Any combination of the above could also see the Coalition maintain its majority – providing it offsets any losses with the same number of gains elsewhere.
This scenario could be helped by the allocation of United Australia and One Nation preferences, which in some marginal seats are being directed to the Coalition.
It’s worth noting, でも, that minor party preferences only have a limited impact on the result given voters don’t always follow how to vote recommendations, and will only matter in tight contests.
総理大臣, スコットモリソン, says he is aiming for a majority government, but this is an unlikely scenario given the pressure the Coalition faces both in marginal seats and so-called teal seats.
If Labor falls short of a net gain of five seats, then the Coalition could potentially form a minority government.
If Labor wins four seats, it would have more seats than the Coalition on 73, と比べて 72 for the Liberals and Nationals (providing the Liberals win back Hughes, but nothing else).
While Labor would be confident of winning over Bandt and Wilkie, it is possible that the remaining four MPs on the crossbench could back in the Coalition.
Rebekha Sharkie, the MP for the seat of Mayo, has indicated that she would be more likely to back the Coalition in the event of a hung parliament, while Zali Steggall has suggested she would be more likely to support the Liberal party if Morrison was dumped.

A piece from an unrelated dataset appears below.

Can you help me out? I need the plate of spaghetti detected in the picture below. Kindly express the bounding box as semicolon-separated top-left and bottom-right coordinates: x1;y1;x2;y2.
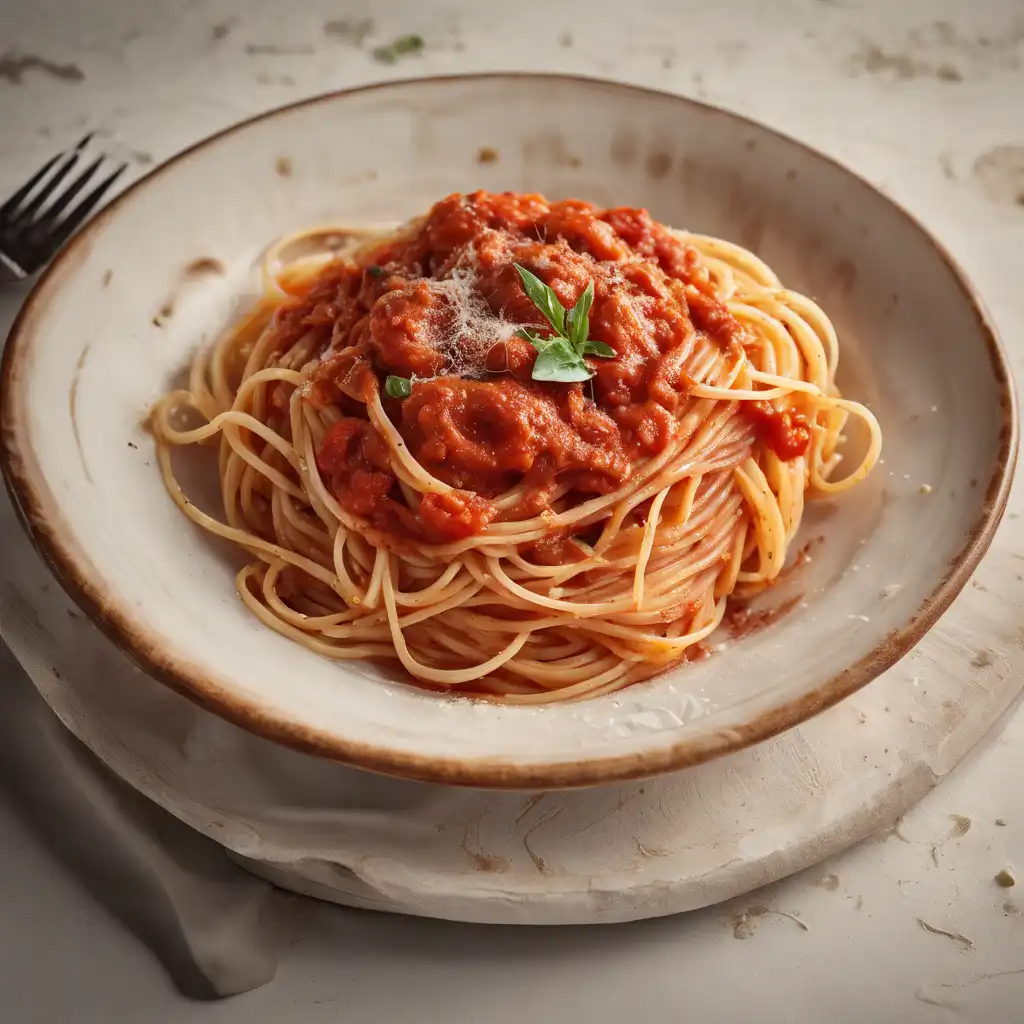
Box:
3;75;1017;786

Bob Katter and Helen Haines have not declared who they would back in the event of a hung parliament, but given they both come from traditionally conservative electorates, they are seen as more likely to back the Coalition.
もちろん, this scenario is based on the crossbench of the 46th parliament staying the same after the election. Given there are many seats where other independents are seen as a strong chance of success, the crossbench could well look different after Saturday’s poll.
There are at least five “teal” independents who have a strong chance of winning seats from the Liberal party, and none of these have indicated who they would support in the event of a hung parliament. The Greens could also pick up another seat from either Labor or the Liberal party, as could regional independents targeting Liberal and National MPs.
The more independents elected in place of Liberal MPs, the more difficult it will be for the Coalition to remain in government – either minority or majority – regardless of the traditional political alignment of the seat.
If the election is tight, then it is possible we will not know the result on Saturday.
The Australian Electoral Commission does not start counting postal votes until Sunday morning, and at this election more than 2.5 million people have requested postal votes from the AEC so far.
In the event of a hung parliament, the result may not be known for many days – or even weeks as negotiations with independents take place. に 2010, それは取った 17 days before crossbench MPs decided to support Julia Gillard as prime minister.
伝統的に, the winner waits until receiving a concession call from their opponent before declaring victory on election night.
Both Albanese and Morrison will have their phones at the ready.